Total disengagement is not the answer, as the Taliban are likely to hold onto power in the foreseeable future. However, the US has to be more willing to speak up for human rights and defend Afghan women. Supporting Afghan women is not only the moral thing to do, but it will also help counter extremist tendencies in the nation, which is a critical step considering the number of terrorist organizations operating in Afghanistan—terrorist organizations that seem to be growing. Al Qaeda has set up eight additional training centres in Afghanistan, according to the most recent UN Sanctions Monitoring Report, which was published in January 2024. The Tehreek-e-Taliban Pakistan, which operates within Afghanistan and has been responsible for an increasing number of assaults against Pakistani citizens and security forces, is also growing stronger. ISIS-K recently claimed responsibility for the March 23, 2024, attack in Moscow that resulted in the deaths of over 130 people.

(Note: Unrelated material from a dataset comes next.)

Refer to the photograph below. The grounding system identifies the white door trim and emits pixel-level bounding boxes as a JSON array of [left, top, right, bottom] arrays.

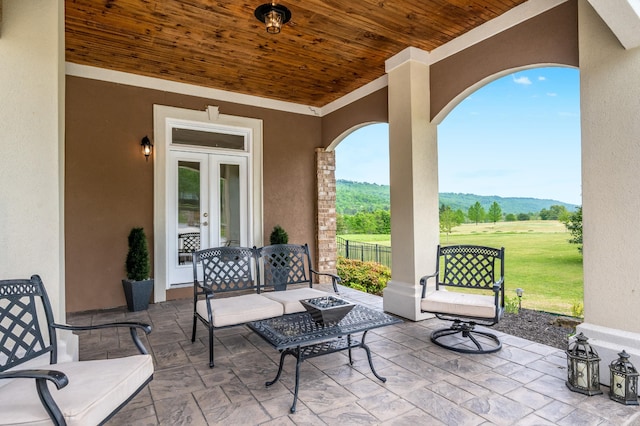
[[153, 105, 263, 302]]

The more the Taliban stifle women’s participation in society, the more likely it is that radical ideas will spread and attract new members of terrorist organizations. A new generation of extremists is being produced by the Taliban, who are establishing new religious institutions and changing the curriculum in public schools to teach young men about their hardline interpretation of Islam. The only approach to stop these trends is for the US to support the global community in its efforts to preserve women’s and girls’ agency in society and to keep them in education.

Way Forward

The US has to do more to assist the UN in advancing inclusive political discourse that prioritizes women’s rights and involves leaders of Afghan civil society. In addition, Washington has to collaborate with the UN to formally label more Taliban officials as terrorists and increase the scope of human rights sanctions against them. Lastly, until the Taliban administration stops persecuting women, Washington must continue to refuse to provide diplomatic recognition to them. Washington must stand by while the Taliban oppresses women, primarily since the persecution of women would only serve to inflame the flames of other forms of extremism. The US should entirely back the UN’s accelerated efforts. Additionally, to demonstrate to the Taliban that they are not the only players in town, the US should step up its interactions with Afghan opposition figures. The Taliban have no genuine claim to political legitimacy because they seized power by force. Even if they are exiled at the moment, other Afghan voices legitimately claim to speak for the Afghan people.